2018-2019 Speaker Series
Assistant Professor, Educational Research Methodology
A Discussion of Culturally Responsive Approaches to Evaluation
March 20th, 2019 at 10:00-11:00 am, School of Education Building Rm. 401
We live in a dynamic cultural and political time, as the social, economic and political effects of neoliberal policies and globalization, ethnic and religious conflict, and environmental devastation continue to mount. Our epoch can be defined by transmigration of people and ideas, a shifting of borders and walls, a time where maps of our cultural, political and geographic landscape are being etched and redefined on an almost daily basis. As evaluators who work in applied social science in communities, schools and organizations across the globe, we cannot avoid the turbulent and unstable reality of this era. Implicit in our work as evaluators are numerous cultural and methodological assumptions concerning the purpose of evaluation, the role of evaluators, the values and principles of practice, the nature and limitations of the inquiry process and ongoing disputes regarding evidentiary standards. In this talk, Dr. Chouinard discusses her research on culturally responsive approaches to evaluation, and what it means to design and conduct an evaluation within this dynamic, unstable and shifting global context. The enduring question that weaves its way throughout her research is: What new methodological spaces can we create to enable a collective and ongoing pursuit of a more just and humane world for all?
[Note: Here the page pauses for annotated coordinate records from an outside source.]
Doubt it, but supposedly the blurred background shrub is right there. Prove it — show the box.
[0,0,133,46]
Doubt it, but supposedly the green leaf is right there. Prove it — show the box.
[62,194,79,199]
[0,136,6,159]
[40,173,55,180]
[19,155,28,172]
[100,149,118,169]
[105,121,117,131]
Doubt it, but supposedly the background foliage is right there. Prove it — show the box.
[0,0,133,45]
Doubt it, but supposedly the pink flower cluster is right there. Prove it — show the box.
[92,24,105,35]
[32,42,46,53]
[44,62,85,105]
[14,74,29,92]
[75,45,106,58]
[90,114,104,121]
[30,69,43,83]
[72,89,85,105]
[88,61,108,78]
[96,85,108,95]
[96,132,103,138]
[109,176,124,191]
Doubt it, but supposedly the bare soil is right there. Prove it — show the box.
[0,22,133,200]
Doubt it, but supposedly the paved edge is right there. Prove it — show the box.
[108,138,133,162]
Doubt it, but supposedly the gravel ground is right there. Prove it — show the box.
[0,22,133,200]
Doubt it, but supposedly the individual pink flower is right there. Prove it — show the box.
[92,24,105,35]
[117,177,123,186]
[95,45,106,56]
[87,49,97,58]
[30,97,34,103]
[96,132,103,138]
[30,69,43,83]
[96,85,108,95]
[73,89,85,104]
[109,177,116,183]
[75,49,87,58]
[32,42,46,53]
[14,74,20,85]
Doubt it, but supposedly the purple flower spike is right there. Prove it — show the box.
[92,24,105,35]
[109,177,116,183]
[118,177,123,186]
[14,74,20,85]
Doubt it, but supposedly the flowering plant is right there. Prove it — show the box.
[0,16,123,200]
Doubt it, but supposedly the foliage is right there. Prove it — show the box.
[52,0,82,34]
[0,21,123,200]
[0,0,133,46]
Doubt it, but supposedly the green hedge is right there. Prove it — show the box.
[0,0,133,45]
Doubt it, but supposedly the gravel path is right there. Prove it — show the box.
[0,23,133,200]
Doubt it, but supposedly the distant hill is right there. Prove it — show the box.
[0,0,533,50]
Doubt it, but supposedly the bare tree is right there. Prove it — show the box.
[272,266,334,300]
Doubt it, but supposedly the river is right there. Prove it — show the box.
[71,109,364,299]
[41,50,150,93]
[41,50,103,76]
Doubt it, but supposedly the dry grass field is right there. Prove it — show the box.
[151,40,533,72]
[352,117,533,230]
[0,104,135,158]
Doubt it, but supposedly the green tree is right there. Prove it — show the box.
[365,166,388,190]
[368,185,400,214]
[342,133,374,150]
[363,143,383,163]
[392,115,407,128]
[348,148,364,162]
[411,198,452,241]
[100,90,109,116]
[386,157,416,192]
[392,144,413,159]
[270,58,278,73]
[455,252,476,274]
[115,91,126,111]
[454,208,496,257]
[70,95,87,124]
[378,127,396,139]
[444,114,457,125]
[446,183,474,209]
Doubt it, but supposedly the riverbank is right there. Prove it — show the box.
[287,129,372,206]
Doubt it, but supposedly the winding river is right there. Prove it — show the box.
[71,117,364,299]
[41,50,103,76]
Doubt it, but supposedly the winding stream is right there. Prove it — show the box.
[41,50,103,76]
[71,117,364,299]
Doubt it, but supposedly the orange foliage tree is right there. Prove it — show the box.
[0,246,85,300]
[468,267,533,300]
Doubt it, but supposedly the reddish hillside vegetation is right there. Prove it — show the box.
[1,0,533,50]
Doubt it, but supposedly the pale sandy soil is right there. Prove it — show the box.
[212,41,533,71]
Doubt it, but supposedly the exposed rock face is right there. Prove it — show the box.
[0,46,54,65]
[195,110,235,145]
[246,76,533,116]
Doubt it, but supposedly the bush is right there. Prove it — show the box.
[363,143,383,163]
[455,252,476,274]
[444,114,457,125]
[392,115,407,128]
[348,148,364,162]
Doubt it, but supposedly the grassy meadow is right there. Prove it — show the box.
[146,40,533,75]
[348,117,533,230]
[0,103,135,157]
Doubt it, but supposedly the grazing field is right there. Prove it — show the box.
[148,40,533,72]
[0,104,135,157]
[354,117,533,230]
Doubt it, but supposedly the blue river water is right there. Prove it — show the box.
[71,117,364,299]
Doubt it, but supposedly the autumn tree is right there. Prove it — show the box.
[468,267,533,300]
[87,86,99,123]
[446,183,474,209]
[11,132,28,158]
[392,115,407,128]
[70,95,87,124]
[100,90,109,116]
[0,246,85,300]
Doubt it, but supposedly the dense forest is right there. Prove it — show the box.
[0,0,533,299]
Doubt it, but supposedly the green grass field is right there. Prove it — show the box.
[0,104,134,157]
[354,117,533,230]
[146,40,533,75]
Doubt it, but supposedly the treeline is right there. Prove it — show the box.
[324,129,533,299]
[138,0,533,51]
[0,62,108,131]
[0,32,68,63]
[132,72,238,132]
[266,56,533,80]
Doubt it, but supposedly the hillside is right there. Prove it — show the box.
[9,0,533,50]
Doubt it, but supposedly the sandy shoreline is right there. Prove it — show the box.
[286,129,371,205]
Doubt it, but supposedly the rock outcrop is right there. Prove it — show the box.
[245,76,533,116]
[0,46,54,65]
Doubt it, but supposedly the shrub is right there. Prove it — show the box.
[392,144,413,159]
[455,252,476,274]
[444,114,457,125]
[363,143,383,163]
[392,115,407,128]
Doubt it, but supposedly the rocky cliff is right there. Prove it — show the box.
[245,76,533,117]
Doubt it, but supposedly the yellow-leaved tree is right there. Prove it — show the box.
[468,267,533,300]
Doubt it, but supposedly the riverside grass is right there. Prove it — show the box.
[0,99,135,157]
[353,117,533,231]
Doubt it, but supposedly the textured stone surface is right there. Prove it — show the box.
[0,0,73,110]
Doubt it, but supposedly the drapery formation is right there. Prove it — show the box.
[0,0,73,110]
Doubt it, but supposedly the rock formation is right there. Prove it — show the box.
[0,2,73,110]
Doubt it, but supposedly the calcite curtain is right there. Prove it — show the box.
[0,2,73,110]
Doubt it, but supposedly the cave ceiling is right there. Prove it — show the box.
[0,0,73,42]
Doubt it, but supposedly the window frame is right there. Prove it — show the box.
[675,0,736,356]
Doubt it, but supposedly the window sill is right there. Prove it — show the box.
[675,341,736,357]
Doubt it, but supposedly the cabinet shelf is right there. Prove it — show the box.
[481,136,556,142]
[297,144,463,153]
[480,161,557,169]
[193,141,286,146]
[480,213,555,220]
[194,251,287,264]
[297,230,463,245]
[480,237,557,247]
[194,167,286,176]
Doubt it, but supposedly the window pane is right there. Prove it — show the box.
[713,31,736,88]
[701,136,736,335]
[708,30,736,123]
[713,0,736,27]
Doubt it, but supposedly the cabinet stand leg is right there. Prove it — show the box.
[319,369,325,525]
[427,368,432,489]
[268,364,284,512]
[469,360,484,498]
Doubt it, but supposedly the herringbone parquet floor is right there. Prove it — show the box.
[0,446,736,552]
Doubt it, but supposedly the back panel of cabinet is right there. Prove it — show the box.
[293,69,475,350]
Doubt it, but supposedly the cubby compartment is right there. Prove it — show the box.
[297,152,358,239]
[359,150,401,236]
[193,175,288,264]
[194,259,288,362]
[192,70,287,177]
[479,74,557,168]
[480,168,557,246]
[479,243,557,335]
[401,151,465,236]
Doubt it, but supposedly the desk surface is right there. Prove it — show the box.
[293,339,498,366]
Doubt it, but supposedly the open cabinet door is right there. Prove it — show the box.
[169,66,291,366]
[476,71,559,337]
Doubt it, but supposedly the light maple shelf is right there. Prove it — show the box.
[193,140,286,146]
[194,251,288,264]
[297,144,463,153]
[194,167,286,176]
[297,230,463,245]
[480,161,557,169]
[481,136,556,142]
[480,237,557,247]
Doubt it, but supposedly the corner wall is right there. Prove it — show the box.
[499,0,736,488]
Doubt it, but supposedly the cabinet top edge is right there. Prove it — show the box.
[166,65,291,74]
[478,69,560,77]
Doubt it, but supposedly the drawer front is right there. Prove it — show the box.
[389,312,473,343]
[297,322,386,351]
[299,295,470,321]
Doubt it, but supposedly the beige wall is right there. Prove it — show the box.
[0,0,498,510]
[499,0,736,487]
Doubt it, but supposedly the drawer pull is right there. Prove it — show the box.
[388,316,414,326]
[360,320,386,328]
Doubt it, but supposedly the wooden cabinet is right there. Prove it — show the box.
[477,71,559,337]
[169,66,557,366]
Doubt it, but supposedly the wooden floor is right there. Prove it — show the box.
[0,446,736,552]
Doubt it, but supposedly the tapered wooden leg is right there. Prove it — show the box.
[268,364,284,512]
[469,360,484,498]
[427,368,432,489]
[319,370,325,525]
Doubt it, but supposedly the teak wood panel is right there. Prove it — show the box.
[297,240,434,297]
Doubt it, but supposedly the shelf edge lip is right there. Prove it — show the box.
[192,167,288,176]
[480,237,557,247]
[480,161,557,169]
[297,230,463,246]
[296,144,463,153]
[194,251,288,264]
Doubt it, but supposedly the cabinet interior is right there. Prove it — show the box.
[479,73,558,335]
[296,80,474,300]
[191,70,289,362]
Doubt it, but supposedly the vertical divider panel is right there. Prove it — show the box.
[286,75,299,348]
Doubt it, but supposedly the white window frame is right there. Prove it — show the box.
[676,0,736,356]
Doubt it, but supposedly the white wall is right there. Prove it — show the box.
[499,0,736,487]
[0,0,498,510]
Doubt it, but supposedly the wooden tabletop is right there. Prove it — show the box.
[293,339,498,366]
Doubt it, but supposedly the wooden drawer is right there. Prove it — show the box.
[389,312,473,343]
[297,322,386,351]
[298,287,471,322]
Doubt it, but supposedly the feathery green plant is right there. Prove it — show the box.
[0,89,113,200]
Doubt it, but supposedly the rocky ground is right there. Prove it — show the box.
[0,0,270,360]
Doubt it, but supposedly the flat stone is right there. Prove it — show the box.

Dr. Jill Chouinard’s main interests are in cross-cultural/culturally responsive approaches to research and evaluation, participatory research and evaluation, and evaluation and public policy. She has extensive experience working on evaluations at the community level in the areas of education and training, social services, health, and organizational learning and change. Much of her evaluation work has been conducted in First Nations and Inuit communities, as well as in other culturally and socially diverse community settings. She positions evaluation as a catalyst for learning, collaboration, social justice, and community change.